Some examples of genetic brain disorders include
Leukodystrophies
Phenylketonuria
Tay-Sachs disease
Wilson disease (Medline Plus)
Phenylketonuria: not caused by a mutation relating to brain growth or function, but rather, cell metabolism. Basically, people with this condition can't properly get a certain protein broken down, so if they don't control their diets, it can lead to brain damage due to the buildup of the protein in brain cells.
Leukodystrophies: A group of disorders related to the development of the mylin sheaths around the axons of nerve cells. That is, they don't properly develop them, or their bodies begin to break them down. This covers over a dozen exceedingly rare genetic diseases. Most of them are not barriers to reproduction, so their diseases are fairly irrelevant to evolution.
Tay-Sachs disease: Another metabolic disorder, but sadly, this one cannot be controlled via diet restrictions. Inherited recessively, so even when two carriers of the mutation have children, only about 25% of their kids will have the condition. Thus, this does not serve as a barrier to reproduction, and is irrelevant to evolution.
Wilson disease: Another metabolic disease, but this one generally hits the liver more than the brain, and can be controlled through diet restrictions. Not a barrier to reproduction.
-_- seriously, I never stated that detrimental mutations related to brain genes don't exist, but you could have at least looked into these conditions more to realize that 3 out of the 4 things you listed aren't caused by mutations on genes related to brain development. The brain tends to be hit hard by metabolic disorders due to how much energy it uses. And the 1 you did list which is related to brain development directly is actually a collection of many rare disorders that all relate to a specific part of neurons, the most severe of which are recessive genes (meaning the gene itself doesn't prevent reproduction) or hit after a person has already reached reproductive age in the case of the dominant gene ones. So, they aren't a barrier to reproduction, and that's all that matters as far as evolution is concerned.
It doesn't matter how much a mutation messes you up as long as you can reproduce successfully.
What your argument lacks is an accounting of the cost and benefit of brain related genes because all I've ever seen result from these mutations in brain related genes is disease, disorder and death.

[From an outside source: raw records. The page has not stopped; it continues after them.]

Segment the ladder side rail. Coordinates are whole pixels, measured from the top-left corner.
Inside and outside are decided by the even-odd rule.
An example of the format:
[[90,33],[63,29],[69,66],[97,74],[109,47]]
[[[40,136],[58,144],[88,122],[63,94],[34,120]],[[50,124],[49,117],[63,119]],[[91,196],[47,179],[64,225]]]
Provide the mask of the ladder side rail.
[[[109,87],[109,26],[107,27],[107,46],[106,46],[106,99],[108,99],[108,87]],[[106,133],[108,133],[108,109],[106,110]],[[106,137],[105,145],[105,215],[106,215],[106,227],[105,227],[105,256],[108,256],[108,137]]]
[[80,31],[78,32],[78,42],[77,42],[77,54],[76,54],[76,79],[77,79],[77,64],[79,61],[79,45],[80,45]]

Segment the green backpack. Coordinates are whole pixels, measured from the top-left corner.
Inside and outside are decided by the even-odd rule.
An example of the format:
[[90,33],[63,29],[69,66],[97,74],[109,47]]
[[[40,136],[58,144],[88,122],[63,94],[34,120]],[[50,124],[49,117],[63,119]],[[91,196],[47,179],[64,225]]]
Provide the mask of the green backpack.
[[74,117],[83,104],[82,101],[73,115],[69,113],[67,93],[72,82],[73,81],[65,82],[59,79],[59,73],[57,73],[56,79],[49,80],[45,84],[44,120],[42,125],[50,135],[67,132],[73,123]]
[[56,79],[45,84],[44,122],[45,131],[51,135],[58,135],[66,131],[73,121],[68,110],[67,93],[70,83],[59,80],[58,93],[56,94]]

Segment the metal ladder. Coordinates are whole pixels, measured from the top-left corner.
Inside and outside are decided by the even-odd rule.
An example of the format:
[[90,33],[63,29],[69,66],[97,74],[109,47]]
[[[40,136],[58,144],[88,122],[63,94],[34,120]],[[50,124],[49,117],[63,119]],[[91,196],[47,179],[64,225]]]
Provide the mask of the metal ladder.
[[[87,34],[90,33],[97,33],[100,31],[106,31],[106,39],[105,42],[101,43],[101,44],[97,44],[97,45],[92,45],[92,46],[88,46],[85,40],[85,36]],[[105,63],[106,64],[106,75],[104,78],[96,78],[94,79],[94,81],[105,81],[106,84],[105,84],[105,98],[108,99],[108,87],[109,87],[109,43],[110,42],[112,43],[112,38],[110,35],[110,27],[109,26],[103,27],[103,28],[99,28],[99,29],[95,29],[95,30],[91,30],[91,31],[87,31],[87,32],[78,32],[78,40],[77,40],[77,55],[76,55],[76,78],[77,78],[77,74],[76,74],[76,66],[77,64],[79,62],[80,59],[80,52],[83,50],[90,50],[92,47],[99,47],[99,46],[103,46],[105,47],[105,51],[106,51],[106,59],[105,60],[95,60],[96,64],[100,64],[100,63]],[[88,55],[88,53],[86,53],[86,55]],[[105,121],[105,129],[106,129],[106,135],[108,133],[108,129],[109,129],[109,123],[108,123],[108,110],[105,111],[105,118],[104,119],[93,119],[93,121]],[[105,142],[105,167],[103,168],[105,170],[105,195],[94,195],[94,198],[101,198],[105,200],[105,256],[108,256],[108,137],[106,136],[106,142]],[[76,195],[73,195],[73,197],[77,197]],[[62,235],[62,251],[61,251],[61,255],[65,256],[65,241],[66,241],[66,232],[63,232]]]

That's not true, you've seen plenty of people with variation in their ability to learn and think critically. We just don't focus on the specific genes responsible because the disease causing ones take priority. Joe next door could have such terrible spatial reasoning that he can hardly tell his right from his left, but Jerry down the way has such good spatial reasoning that he can serve as an effective map for the entire country he lives in. Both of these would be caused by mutations, all variation is mutation.
Your problem may be from the result of approaching this as if the first human had no mutations, and every single gene they had was the ideal, but this is not the case in evolution. There is no ideal, no standard of "perfect for the environment" an organism can reach. We are all just making due with the genes we are stuck with, and those who can't end up dying.